Godot and Unreal aren't really competing in a lot of areas. No one's going to make movies using Godot any time soon, for example. Unreal's rendering is just so far ahead of the pack.
Nobody's forgetting about it. Godot is trying to be a competitor, but realistically they don't have nearly the funding or total manpower that Unity or Unreal have, at least at the moment, but at the same time, they're still making good progress on being viable for some things (they're already very viable for most 2D games, and 3D games with simple graphics).
Unreal for VFX is hard to scale, but have some interesting iterative advantages. If Godot is the alternative, VFX will likely fall back to path tracing.
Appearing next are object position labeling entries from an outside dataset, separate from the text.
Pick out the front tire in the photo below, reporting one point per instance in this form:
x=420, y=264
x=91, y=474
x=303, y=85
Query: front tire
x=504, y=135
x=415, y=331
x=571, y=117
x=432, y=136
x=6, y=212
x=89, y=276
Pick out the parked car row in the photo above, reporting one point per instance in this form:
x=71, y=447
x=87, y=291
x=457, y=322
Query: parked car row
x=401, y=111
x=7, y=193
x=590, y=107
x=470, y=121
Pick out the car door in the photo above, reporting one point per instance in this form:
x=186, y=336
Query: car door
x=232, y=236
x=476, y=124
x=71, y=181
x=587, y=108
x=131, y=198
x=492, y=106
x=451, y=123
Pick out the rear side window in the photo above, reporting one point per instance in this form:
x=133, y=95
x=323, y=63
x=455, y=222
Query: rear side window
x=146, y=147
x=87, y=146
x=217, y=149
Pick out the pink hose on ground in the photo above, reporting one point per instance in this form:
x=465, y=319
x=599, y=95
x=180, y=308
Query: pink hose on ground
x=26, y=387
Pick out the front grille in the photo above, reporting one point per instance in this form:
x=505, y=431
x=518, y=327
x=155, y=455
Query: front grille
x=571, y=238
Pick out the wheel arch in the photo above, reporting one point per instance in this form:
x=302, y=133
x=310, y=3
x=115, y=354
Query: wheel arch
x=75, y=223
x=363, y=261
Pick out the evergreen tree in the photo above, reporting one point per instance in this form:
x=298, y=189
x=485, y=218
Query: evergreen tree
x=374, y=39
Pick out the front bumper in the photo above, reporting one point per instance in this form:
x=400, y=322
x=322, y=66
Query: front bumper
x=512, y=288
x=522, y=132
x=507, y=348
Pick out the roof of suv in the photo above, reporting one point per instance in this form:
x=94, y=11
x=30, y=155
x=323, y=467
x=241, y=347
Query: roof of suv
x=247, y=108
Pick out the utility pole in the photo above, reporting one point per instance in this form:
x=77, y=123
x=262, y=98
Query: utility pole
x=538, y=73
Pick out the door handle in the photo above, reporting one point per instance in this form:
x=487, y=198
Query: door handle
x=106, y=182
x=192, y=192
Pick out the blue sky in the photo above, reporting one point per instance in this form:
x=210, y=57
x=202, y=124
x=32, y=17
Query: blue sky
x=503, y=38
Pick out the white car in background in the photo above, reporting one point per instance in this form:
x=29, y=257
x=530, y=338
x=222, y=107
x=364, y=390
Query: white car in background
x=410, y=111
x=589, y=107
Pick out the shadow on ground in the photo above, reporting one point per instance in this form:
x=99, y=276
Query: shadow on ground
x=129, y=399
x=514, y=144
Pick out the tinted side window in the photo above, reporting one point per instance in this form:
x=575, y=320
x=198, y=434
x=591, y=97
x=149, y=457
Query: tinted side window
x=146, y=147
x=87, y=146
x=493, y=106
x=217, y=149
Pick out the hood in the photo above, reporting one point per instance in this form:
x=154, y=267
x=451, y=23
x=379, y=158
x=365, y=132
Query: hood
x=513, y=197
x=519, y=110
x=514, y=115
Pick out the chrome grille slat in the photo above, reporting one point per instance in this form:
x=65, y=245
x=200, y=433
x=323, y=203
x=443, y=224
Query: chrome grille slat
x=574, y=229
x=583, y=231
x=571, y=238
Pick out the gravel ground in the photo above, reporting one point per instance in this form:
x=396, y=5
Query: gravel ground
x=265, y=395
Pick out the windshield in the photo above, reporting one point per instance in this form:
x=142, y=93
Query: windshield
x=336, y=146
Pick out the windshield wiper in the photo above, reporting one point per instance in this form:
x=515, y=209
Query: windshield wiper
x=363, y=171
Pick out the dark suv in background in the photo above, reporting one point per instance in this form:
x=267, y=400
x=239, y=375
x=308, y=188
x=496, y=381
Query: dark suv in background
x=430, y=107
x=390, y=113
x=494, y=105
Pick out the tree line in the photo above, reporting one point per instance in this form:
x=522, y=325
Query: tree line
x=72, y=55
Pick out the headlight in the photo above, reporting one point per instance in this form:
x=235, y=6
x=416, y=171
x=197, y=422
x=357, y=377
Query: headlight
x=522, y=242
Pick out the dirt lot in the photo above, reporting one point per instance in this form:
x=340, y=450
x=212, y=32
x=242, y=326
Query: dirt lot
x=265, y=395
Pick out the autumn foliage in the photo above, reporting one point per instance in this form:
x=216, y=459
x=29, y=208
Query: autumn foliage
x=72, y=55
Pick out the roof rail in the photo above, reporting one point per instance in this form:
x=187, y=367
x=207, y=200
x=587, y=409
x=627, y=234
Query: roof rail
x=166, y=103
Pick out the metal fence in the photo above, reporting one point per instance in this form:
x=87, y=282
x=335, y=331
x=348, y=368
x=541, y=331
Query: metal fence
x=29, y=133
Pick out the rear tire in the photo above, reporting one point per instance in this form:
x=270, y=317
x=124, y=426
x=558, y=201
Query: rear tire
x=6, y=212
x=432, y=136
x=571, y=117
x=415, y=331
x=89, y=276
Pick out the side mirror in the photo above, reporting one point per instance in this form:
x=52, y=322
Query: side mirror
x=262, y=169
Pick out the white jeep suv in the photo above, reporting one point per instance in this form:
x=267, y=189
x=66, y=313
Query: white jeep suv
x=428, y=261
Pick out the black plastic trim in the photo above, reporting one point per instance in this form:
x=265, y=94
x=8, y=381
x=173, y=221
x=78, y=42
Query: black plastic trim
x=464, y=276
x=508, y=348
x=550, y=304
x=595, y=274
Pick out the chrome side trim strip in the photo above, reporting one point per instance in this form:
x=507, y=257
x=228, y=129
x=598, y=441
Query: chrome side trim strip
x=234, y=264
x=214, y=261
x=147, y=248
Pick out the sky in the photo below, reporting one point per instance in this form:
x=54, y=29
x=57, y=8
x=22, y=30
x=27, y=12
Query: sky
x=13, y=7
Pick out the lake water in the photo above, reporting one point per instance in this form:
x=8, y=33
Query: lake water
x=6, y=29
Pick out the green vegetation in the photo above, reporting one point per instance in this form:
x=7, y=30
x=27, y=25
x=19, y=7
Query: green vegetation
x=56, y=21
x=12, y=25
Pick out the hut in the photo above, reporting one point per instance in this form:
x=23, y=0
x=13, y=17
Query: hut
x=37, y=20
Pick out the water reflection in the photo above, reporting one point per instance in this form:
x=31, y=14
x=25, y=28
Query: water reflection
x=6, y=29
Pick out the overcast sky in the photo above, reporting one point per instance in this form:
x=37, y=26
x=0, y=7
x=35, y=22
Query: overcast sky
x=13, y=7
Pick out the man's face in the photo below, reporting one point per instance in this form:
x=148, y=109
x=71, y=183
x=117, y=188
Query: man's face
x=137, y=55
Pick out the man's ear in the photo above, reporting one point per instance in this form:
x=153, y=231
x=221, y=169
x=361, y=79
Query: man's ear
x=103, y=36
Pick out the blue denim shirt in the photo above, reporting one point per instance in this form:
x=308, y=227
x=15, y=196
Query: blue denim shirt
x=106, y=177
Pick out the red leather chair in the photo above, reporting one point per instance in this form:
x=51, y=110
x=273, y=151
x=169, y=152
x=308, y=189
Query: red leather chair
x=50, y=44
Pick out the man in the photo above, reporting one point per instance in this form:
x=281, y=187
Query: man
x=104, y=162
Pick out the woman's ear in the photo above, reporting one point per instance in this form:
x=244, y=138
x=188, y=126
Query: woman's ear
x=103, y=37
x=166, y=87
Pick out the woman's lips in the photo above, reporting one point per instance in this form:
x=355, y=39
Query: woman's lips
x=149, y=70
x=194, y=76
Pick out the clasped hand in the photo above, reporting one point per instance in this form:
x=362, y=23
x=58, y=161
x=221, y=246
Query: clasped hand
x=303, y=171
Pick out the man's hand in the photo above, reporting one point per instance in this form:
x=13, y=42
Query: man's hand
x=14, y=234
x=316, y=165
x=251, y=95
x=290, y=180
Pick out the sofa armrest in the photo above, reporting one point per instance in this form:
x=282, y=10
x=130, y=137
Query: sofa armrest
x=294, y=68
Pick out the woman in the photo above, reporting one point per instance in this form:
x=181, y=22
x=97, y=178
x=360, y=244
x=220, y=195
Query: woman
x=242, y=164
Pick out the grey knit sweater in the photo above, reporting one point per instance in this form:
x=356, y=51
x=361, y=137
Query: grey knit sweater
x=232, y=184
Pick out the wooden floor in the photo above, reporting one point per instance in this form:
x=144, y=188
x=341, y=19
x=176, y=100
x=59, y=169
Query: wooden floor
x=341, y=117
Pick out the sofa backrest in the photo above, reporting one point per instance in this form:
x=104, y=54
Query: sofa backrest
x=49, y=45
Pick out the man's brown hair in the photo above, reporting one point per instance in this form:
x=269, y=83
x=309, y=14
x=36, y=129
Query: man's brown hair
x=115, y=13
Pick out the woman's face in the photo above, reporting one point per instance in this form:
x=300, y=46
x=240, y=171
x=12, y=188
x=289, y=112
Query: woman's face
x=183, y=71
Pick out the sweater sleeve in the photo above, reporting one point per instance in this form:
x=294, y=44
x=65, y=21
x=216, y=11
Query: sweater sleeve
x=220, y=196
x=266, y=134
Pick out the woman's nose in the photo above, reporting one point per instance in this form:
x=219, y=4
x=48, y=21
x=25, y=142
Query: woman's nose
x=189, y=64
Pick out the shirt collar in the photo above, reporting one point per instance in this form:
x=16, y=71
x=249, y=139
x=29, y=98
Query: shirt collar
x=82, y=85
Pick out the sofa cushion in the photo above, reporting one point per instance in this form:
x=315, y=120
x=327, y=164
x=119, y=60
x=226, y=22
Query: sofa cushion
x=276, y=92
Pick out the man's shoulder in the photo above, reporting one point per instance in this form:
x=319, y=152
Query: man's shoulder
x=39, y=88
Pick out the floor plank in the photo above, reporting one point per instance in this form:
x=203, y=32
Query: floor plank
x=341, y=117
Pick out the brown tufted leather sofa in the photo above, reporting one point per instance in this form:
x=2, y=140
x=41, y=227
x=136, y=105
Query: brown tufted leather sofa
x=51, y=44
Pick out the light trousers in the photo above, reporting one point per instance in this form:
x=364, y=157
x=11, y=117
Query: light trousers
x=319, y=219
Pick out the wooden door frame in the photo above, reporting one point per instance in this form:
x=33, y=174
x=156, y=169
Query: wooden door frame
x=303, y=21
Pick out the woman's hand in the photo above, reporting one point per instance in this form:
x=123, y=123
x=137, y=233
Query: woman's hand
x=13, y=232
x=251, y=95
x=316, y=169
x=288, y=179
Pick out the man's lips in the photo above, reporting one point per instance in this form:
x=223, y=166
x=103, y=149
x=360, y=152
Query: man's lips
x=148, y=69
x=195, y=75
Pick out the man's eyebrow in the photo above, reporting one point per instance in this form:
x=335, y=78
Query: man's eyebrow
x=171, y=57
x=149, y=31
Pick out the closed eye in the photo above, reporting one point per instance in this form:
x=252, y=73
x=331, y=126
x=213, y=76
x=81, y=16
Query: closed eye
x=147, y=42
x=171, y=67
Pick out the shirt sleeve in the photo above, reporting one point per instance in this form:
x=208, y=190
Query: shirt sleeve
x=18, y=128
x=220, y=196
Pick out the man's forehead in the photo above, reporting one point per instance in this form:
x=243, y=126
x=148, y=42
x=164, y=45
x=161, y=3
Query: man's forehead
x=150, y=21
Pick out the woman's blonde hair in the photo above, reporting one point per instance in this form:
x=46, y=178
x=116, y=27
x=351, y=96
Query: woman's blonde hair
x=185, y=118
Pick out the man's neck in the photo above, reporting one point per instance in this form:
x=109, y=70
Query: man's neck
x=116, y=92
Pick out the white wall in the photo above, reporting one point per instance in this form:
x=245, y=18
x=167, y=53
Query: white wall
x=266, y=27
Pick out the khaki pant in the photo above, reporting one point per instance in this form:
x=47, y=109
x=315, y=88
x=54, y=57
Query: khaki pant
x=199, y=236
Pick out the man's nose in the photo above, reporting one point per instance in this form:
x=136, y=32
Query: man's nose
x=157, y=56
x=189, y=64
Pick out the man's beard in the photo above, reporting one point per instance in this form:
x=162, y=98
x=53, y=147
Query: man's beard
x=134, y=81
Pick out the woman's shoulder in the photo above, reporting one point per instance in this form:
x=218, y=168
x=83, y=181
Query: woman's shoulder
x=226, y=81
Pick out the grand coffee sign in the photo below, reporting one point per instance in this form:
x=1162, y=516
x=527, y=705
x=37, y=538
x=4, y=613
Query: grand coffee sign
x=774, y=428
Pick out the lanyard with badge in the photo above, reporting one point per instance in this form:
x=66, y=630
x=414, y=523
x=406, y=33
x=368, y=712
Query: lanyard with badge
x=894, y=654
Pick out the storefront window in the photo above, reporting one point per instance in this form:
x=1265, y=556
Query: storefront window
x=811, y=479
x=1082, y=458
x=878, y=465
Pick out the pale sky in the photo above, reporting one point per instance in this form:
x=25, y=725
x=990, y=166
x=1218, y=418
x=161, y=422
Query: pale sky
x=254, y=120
Except that's always said when something bad for Bitcoin happens. The analogue here would be to say "this is actallg good for Unreal", as it's definitely good for Godot that a competitor started charging.
I can see a little resemblance in bringing up something that didn't need to come up, but a competitor raising prices is pretty relevant.
And that meme didn't really take off until it was about all kind of bad events, arguing that actually they were good things, and that's clearly not what's happening here.
I'm not agreeing or disagreeing but you've not engaged with the "intended usecases" part of the comment you're replying to. You both disagree on what "intended usecases" really are in this context so engage with that rather than replying with a bunch of videos.